I want to start by saying this isn't about tricking a candidate into accepting a role they don't really want. And it isn't about lying or exaggerating. High performing candidates may also be passive job seekers, so you might need to go above and beyond your normal routine to attract them.

You must ask questions that get to the heart of their concerns and listen closely to their replies. When you can use their answers to position the role in a way the candidate gets excited about, you'll know you have it right.

My Favorite Questions

I have two favorite questions that give me a lot to go on. The key is not accepting a fluff answer and to keep drilling down until you get to the real meat of it all.

What are you looking for in the next step of your career?

A deceptively simple question, but my favorite. You usually get such a fluid and thoughtful response. The language the candidate uses and their answer are what you use to put your role in its' best light. Use their language in other questions and when you talk about the company & opportunity and when you make the offer.

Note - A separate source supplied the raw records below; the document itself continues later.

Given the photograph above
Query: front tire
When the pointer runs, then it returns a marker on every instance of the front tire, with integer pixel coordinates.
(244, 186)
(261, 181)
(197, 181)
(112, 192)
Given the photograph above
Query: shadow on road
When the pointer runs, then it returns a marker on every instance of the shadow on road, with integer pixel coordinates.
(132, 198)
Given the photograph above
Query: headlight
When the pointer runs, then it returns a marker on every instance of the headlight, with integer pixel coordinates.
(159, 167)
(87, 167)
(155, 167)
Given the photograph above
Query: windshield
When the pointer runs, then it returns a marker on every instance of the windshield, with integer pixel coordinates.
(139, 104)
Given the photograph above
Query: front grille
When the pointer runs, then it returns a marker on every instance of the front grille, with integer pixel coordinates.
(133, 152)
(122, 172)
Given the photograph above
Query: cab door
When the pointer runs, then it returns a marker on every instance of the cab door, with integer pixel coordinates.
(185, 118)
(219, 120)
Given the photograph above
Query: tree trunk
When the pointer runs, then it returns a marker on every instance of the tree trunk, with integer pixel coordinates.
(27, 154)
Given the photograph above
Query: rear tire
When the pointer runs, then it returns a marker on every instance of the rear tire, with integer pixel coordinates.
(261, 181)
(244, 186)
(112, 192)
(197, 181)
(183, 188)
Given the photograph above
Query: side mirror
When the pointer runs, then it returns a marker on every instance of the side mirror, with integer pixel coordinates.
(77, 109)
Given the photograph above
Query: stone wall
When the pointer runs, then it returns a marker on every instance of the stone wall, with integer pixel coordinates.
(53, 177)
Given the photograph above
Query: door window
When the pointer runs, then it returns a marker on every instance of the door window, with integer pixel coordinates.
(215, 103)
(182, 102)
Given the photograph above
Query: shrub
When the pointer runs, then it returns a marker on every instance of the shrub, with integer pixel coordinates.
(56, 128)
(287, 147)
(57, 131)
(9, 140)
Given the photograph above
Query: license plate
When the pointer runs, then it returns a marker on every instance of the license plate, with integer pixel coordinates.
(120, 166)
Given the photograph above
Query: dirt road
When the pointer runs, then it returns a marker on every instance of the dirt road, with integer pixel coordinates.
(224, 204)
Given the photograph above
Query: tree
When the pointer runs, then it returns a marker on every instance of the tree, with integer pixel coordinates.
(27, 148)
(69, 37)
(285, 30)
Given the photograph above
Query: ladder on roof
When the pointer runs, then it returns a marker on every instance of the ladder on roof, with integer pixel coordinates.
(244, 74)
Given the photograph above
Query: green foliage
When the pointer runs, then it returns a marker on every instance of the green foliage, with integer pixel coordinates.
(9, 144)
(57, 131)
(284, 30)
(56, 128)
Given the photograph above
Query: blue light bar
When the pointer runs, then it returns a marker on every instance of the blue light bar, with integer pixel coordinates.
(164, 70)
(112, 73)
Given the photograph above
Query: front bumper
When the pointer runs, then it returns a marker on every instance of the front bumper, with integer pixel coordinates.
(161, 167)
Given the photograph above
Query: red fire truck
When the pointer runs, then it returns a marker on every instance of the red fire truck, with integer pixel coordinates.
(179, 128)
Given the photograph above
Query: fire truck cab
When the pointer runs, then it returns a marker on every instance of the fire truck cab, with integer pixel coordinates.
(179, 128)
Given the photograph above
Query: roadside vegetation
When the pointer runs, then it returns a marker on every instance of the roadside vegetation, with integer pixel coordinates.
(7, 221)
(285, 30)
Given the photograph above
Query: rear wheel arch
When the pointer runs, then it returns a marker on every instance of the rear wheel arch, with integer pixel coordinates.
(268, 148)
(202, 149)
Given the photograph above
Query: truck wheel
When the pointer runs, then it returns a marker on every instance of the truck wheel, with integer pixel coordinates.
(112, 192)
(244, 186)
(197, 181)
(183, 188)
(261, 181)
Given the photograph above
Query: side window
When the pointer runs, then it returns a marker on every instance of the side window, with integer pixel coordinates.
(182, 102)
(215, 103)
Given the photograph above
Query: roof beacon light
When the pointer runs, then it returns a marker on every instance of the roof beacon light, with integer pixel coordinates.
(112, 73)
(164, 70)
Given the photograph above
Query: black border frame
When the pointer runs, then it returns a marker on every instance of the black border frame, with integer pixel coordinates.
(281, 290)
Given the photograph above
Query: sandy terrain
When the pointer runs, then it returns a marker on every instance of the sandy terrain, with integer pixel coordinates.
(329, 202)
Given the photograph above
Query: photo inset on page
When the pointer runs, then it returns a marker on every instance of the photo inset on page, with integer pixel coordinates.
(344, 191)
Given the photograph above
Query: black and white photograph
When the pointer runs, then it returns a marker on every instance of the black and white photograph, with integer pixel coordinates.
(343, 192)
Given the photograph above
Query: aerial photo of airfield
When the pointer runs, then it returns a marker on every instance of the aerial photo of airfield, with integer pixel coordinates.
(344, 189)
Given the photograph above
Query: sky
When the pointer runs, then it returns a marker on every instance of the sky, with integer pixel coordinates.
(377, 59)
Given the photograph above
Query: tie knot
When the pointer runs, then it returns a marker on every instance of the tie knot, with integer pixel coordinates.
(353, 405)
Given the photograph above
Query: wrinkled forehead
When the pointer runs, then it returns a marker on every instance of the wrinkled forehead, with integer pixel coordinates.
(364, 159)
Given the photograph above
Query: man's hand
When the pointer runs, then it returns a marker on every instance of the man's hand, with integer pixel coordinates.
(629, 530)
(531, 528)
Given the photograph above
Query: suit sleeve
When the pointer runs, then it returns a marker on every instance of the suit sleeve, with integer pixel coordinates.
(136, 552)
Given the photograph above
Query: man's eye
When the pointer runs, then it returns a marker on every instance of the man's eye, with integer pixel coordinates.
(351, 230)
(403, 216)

Alternatively, the answer they give tells you they aren't a fit. I also love using this when I am sure a candidate is grossly over or under-qualified. Once they say what they want, they usually can see the role isn't going to be a match.

Why did you leave Company XYZ?

Sure, this is a basic interviewing 101 question, but most people don't really pay enough attention to the answer. You'll learn a lot by a person's motivations to move from role to role. Some people give a simple answer: “looking for more growth opportunities” or some will only focus on negative aspects of past roles. Other people will show signs they are frustrated being asked about their past.

No matter what the response, it is telling me something about the candidate. Maybe it is that I need to dig deeper, maybe it is that they are a pretty negative person. Maybe it is that if my client can't offer them opportunities to grow and expand every few years, they'll be gone. Every answer matters and every answer gives me insight.

Other Examples

Here are a few other questions I love because they get into what makes the candidate tick:

  • Tell me about your favorite manager.
  • What kind of manager do you work least well with?
  • Tell me about a time you had to deal with an issue with your manager and how you handled it.
  • Tell me about a time you had to talk with an employee about performance issues. How did it go and how did you approach it?
  • Tell me about a time you had a disagreement with a co-worker. How did you handle it and how did it get resolved?
  • What kind of roles do you succeed best in?
  • What kind of responsibilities do you struggle with?

Obviously, just asking questions isn't enough. You need to listen to their motivations and be part detective, part psychologist. If you can get to the heart of their desires, you'll be able to position your company in the best possible light.